Até o começo dos Anos 70, a então Praia do Porto Novo era habitada por esparsas famílias de pescadores e plantadores de mandioca. Sem estrada ou luz elétrica, a vida escorria lenta entre farinhadas de engenho, lamentos de carros-de-boi e telhados enegrecidos de fumaça e tempo. Então de Porto Alegre veio chegando uma gente esquisita, com barquinhos coloridos na capota dos carros e a estranha mania de correr onda, fumar uma ervinha cheirosa e rir de qualquer besteira.
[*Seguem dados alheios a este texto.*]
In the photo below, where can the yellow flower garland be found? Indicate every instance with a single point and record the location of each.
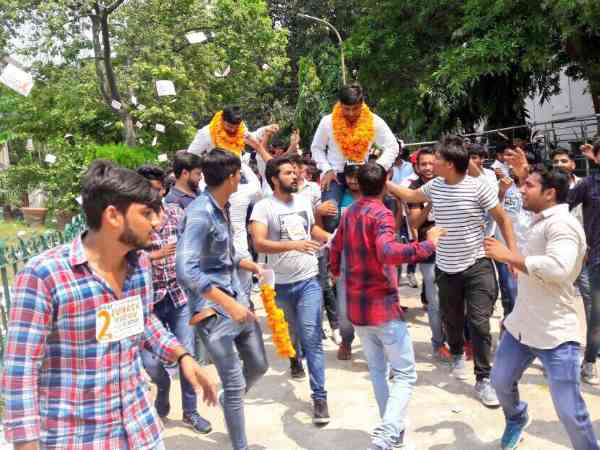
(353, 140)
(224, 140)
(277, 323)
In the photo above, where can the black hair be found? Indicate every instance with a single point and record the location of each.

Os nativos eram da paz, as terras baratas, e muitos foram ficando no pedaço, criando filhos e algum juízo, fazendo de suas casas os primeiros comércios do lugar. De lá para cá o Rosa virou outdoor, ilustrou capa de revista e se consagrou como destino turístico. Hoje surpreende com suas mais de 100 pousadas, do cafôfo de magrão ao mais exclusivo resort, e uma rede gastronômica de fazer inveja a muita cidade grande.

 

 


 

Pico de surfista

 

O Rosa sempre foi pico de surf. As altas ondas que rolam com qualquer vento fazem com que o bermudão e o boné dêem o tom do lugar. O resultado é uma cráudi nojenta a disputar remada no mar e muita gata gostosa tostando na areia, para deleite de quem nem sabe o que é cutibequi, mas não despreza um backside bem torneado. No Rosa quebra até oito pés, direitas e esquerdas meio gordotas, geralmente abrindo legal, mas no verão a flateira é regra geral, e merreca só atrai haole atolado. E o que não falta é gringo kamikaze, aluno de escolinha e barrão sefazol rabeando a raça, transformando cada sessão de surf em briga de foice. Qualquer vacilo pode render uma buça na bôrdi ou um convite prá trocar porrada. E vê se te liga: não deixa bagulho de barbada na caranga, principalmente no Rosa Norte, que a rataria tá no bico e não livra.

 

 

 

 

Mapa da Praia

 

 

É o vento que determina onde vai ser a praia. Se estiver soprando Sul pode apostar no Canto Sul, onde ficam os bares Casarão, Radical e a Saladeria Rosa Sul, além da novidade do ano: o  bistrô natureba "Na Pureza". Por ser o ponto de encontro da estrada com o mar, é também onde rola a muvuca mais “popular” da beira da praia. Música alta, vendedor de bugiganga, mesa colorida na areia e cerveja de garrafa grande. Quem não curte esses tipo de agito pode se refugiar no cantinho das pedras ou então, seguindo a estrada, na discreta Praia do Portinho, onde têm pouca gente, barracos de pesca e mar sempre calmo. Dali fica fácil encarar uma pernada até a Ponta do Uda ou as praias do Luz e da Ibiraquera.

 

 

 

 

 

A Lagoa do Meio, é claro, fica no meio da praia. A barrinha é rasa e as águas calmas transformam o pico na melhor opção para quem busca sossego ou tem criança para domesticar. Logo ao lado, o deck da Fazenda é a melhor opção para quem quer bater um rango sarado ou bebericar um drink acariciando os olhos no vaivém da mulherada. Os restobares Belezinha, Coral, San Diego, Primo e Rosa Grill oferecem todo tipo de opções gastronômicas e etílicas, e reunem a galera mais sofisticada da praia.

 

 

 

 

 

Caminhando rumo norte, chega-se à Beverly Hills, onde desemboca o estacionamento do Rosa Norte. É o lugar preferido por quem nunca pensou em carregar tralha ou afundar tamanquinho na areia. Barracas vendem lanches e biritas, e nos dias de pico o metro de areia é disputado quase na porrada. Marombeiros jogam frescobol, dondas desfilam silicones e todos lavam a ressaca na água do mar.
Finalmente, no extremo-norte da baía se agrupam os low-profile, os locais da praia e a esquadrilha da fumaça, gente arisca que odeia quando o vento Nordeste traz os colorados prá craudiar seu reduto. Também é ali que começa a trilha panorâmica que contorna o costão e leva até a paradisíaca Praia Vermelha.